Due to both NA’s being considered a further valid variant. All isolate pairs receive an allelic distance of 2.

Depending on the options for NA handling applied to these two allelic profiles, the result of the allelic distance will be different. The results of these example calculations are summarized in the table below.

Example calculation of allelic distance for all isolate pairs using the three different options. Option 1: *Ignore missing values for pairwise comparison*, Option 2: *Omit loci with missing values for all assemblies*, Option 3: *Treat missing values as allele variant*.
	Resulting Allelic Distance
Pair	Option 1	Option 2	Option 3
Isolate 1 & 2	0	0	2
Isolate 1 & 3	1	0	2
Isolate 2 & 3	1	0	2

4 Database Browser

The > Database Browser tab allows to examine and manage information saved in the local database of the selected scheme. It is divided in the >> Browse Entries, >> Scheme Info,>> Loci Info, >> Distance Matrix and >> Missing Values tabs.

4.1 Browse Entries

Each assembly that has been successfully typed is added to the table in >> Browse Entries. This overview allows to edit (see 4.1.1 Edit Meta Data), delete (see 4.1.3 Delete Entries), inspect (see 4.1.4 Browse the Allelic Profile) and add (see 4.1.2 Custom Variables) information connected with the entries. The table can also be downloaded (see 4.1.5 Download Entry Table). The table contains both, the meta data and the allelic profile for each entry. The meta data as well as custom variables (see 4.1.2 Custom Variables) appear first on the left part of the table, while the allelic profile with the assigned variants is positioned on the right part of the table (see 4.1.4 Browse the Allelic Profile). The Index automatically assigns a number to each entry and is eventually updated if entries are deleted (see 4.1.3 Delete Entries). The Include status decides over the inclusion or exclusion of the respective entry for further analyses, such as Visualization (see 6 Visualization).

4.1.1 Edit Meta Data

The basic meta data comprising Assembly Name, Isolation Date, Host, Country and City can be edited in the entry table by left-clicking in the corresponding field. As soon as changes are detected, a pulsating button appears, that saves the changes on click. If you decide otherwise, press the Undo button and go back to the previous state. Assembly ID is the name of the isolate in the Isolate directory of the local database and can’t be changed. The Index number as well as the assigned hashes representing the allele variants in the allelic profile also can’t be edited because it would vitiate the analysis.

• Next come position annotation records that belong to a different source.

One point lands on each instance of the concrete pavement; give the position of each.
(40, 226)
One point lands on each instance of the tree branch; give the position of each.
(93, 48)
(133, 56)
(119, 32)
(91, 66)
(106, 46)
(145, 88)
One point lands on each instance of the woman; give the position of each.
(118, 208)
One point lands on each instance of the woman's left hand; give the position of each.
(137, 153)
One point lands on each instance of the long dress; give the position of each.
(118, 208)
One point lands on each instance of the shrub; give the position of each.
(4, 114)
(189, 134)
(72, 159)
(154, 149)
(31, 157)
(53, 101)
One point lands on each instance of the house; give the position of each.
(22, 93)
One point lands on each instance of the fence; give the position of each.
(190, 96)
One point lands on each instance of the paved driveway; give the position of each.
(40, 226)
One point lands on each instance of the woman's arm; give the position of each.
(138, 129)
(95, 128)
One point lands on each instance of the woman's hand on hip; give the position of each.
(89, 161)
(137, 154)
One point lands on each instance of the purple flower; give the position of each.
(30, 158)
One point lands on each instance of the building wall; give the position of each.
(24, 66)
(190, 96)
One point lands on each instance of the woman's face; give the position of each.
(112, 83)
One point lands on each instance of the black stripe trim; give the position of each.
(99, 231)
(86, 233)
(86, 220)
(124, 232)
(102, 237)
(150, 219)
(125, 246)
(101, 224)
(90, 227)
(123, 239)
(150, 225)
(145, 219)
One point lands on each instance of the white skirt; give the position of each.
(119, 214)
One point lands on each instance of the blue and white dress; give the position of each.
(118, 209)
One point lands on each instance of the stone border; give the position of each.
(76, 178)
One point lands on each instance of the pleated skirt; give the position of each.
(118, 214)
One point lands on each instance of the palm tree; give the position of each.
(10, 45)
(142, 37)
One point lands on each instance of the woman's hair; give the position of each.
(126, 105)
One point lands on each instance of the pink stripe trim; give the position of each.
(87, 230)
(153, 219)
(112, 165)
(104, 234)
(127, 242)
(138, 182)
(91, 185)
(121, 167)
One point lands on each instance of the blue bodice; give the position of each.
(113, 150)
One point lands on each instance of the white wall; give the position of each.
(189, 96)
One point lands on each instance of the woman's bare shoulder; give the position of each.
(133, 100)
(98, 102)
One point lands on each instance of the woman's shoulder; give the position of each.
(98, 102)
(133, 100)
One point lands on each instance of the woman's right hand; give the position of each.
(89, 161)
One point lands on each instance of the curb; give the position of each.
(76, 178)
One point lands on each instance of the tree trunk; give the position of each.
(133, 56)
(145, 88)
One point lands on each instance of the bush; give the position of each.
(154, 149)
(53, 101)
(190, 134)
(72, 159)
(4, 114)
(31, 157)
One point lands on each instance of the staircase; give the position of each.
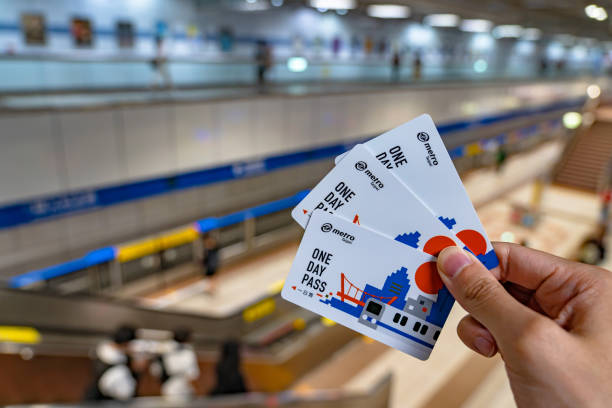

Figure 9: The >> Browse Entries overview with several options and functions to manage the local database.

4.1.2 Custom Variables

There is also the option to add custom variables using the controls in the >> Browse Entries sidebar. Choose a name for the variable and press the green + button to add it. In the dialogue window select the variable type, categorical (character) or continuous (numeric). After confirmation the variable is ready to be filled with values. These can be changed in retrospect in the same way as basic meta data (see 4.1.1 Edit Meta Data). Note, that the database needs to be saved, otherwise the custom variables are not permanently added. The custom variable type and name can’t be changed in retrospect, but they can be deleted by selecting them from the drop-down menu in the sidebar and clicking the red - button. If more than five custom variables are present, a table summarizing them is displayed in the sidebar.

4.1.3 Delete Entries

The Delete Entries panel on the top right corner of the >> Browse Entries tab allows to delete single or multiple entries at once. Select one or multiple entries to be deleted according to their Index in the drop-down menu. Clicking the red x button will open a dialogue window, prompting for confirmation about the intention to irreversibly delete the selection. The deletion will lead to a complete removal of the respective entry together with all the meta data, custom variable values and allelic profile. However, if the database is not saved after the deletion, it will appear again in the next session or could also be undone with the Undo button in the same session. Note, that if you select all entries for deletion, confirmation will immediately and irreversibly empty the database for the currently selected scheme and you will not have the option to undo this action.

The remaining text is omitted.